The Beetle owner seemed to be trying to get his intake manifold to warm up better for some reason. He lived in San Francisco, so I'm not sure why the normal preheat connections from the exhaust were not good enough, as it doesn't get very cold in San Francisco, but it was hard to tell from his description what exactly he was doing, but it seemed like he was blocking off some of the engine bay ventilation slots in the decklid, or perhaps below the rear window. I may be wrong here, but that's the impression I had. It's very difficult to understand what is happening in these two cases without direct access to the vehicles in question, and being able to take some measurements, but I formed a theory about why they would be having the results they were having.


If you simply block off ventilation into the engine bay, the fan simply can only pull so much air through no matter what, so I'm not sure there is anything to be learned from the Beetle owner's experience, but if I'm wrong about what he was doing, it may fit into my theory the way the Bay Window Bus owner does. In the case of the Bay Window Bus, my theory is that these vehicles only had a top speed of 65 miles per hour, and that was full throttle on a flat highway with no wind. The engine was a 1600 cc (1584 cc) engine that had a maximum of 57 horsepower, and could only intake so much air, and the fan itself consumes the rest of the available air entering the engine bay through the ventilation. When you move to a much larger engine, that consumes a lot more air, and you add additional air flow through the combination of a higher performing fan, a velocity ring, and spinning that fan faster for a given RPM with a smaller diameter pulley, and then drive at speeds the vehicle was never intended to operate at, I think you get a number of issues.
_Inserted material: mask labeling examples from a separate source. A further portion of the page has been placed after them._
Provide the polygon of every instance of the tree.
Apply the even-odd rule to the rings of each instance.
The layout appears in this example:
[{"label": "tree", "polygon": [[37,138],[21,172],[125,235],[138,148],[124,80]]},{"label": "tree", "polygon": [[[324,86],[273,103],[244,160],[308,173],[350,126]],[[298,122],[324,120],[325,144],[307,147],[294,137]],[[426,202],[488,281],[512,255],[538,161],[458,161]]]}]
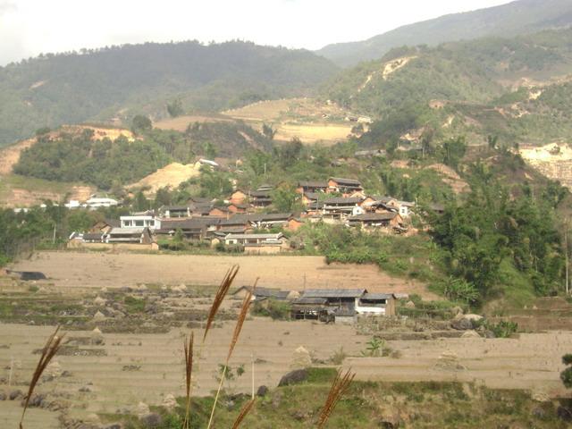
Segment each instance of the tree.
[{"label": "tree", "polygon": [[143,212],[145,210],[149,209],[149,202],[147,201],[142,190],[139,190],[135,194],[135,200],[133,201],[133,208],[138,212]]},{"label": "tree", "polygon": [[131,121],[131,131],[133,134],[143,134],[153,130],[153,122],[149,118],[142,114],[137,114]]},{"label": "tree", "polygon": [[299,159],[303,147],[300,139],[295,137],[291,141],[274,147],[274,155],[280,165],[285,169],[294,164]]},{"label": "tree", "polygon": [[203,148],[205,150],[205,156],[206,156],[207,159],[214,159],[216,157],[216,147],[214,147],[214,145],[210,141],[205,142]]},{"label": "tree", "polygon": [[467,143],[464,137],[445,140],[442,147],[442,157],[443,164],[450,167],[457,168],[458,162],[467,151]]},{"label": "tree", "polygon": [[279,212],[289,213],[297,208],[300,197],[294,186],[282,183],[272,192],[272,203]]},{"label": "tree", "polygon": [[564,355],[562,363],[568,366],[568,368],[560,373],[560,380],[567,388],[572,389],[572,354]]},{"label": "tree", "polygon": [[182,108],[182,102],[181,98],[177,98],[173,100],[172,103],[167,104],[167,113],[172,118],[176,118],[177,116],[181,116],[184,114],[185,111]]},{"label": "tree", "polygon": [[276,135],[276,130],[273,129],[272,125],[266,125],[265,123],[264,123],[262,125],[262,133],[269,140],[273,140],[274,136]]}]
The first issue, is that spinning a higher performing fan faster, means that you will encounter belt slip earlier, as a higher performing fan will use more horsepower. Based on my calculations, belt slip on a standard v-belt will start around 250 to 300 RPM sooner, and he was using a standard v-belt. Based on his gear ratios and tire size, he definitely was experiencing some belt slip at those 75 mile per hour speeds, but that would probably only mean that he was getting about the same cooling than he was getting before, so that doesn't really explain the entirety of the issue.
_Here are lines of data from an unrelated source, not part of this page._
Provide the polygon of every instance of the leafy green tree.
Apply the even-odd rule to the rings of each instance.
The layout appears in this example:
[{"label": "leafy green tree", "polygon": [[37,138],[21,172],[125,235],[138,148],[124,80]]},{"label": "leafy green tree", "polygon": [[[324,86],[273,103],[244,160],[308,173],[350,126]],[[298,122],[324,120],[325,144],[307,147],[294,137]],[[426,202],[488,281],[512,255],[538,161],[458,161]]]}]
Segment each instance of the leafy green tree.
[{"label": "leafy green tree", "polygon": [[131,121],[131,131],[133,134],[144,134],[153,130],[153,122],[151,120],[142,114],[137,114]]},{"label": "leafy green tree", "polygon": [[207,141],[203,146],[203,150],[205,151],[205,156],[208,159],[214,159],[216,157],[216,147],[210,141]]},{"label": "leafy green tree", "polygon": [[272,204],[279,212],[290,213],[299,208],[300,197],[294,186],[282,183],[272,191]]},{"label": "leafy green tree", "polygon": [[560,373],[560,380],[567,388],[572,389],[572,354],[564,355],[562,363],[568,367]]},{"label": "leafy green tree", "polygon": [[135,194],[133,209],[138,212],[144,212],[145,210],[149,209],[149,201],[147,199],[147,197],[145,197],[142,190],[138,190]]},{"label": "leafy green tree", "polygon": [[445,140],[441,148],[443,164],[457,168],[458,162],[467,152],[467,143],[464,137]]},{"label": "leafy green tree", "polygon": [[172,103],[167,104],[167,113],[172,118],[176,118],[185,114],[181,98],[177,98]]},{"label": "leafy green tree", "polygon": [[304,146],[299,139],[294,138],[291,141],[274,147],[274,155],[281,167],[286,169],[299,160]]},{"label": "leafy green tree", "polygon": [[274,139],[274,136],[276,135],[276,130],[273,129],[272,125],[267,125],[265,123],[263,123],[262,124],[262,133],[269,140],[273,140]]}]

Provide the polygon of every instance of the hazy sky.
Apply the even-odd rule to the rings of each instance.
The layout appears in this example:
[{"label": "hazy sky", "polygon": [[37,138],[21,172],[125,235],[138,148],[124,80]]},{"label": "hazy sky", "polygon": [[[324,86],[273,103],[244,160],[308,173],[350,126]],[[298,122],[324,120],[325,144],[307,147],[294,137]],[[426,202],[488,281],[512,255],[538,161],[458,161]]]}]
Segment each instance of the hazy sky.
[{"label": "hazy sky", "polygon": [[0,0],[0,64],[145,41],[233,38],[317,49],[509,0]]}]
The second issue is the amount of air being used by the engine itself, and certainly that has some bearing, but again, based on the physics of the air flow into the engine, the engine was not likely to cause much of an issue, stealing airflow from the cooling system. That leads us to what I think is the primary culprit.
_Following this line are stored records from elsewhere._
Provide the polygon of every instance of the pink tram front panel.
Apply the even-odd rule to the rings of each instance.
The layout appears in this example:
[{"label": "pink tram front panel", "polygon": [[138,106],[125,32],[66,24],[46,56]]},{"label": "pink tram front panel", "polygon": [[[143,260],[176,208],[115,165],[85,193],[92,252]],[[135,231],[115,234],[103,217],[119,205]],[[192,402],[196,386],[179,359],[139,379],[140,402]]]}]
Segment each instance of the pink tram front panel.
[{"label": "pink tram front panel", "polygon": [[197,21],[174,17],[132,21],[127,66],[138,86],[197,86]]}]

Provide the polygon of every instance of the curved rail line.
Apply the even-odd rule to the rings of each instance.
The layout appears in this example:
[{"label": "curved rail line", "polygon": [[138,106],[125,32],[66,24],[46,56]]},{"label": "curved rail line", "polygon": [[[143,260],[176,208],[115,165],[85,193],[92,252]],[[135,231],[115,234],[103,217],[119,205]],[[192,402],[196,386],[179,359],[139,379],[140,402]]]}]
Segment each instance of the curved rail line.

So, the third and final issue, is simply that the ventilation into the engine bay is effected by the higher speeds in such a way, that air flow has considerably more friction to overcome to enter the engine bay at those much higher speeds than the vehicle was ever intended to go. Given the nature of the straight radial blade centrifugal design, with that higher static pressure, the fans performance suffers more than the squirrel cage design, and airflow drops enough to cause cooling problems with the much higher performance engine, which requires considerably more cooling to begin with. That seems to be the only possible explanation that fits the data presented to me through the post. While I cannot be 100% sure, as I cannot take measurements from the vehicle and I don't own or have access to a Bay Window Bus for testing, this does seem to make sense, and possibly explain why this customer would get the results that he had, and why other customers were not having any problems. So, I felt like I needed to go back to the drawing board and rethink everything, because I don't want any particular use cases where the lightweight cooling fan doesn't work better than OEM. It's really just that simple, my desire is to ship a product that I have full confidence will always outperform OEM under all conditions.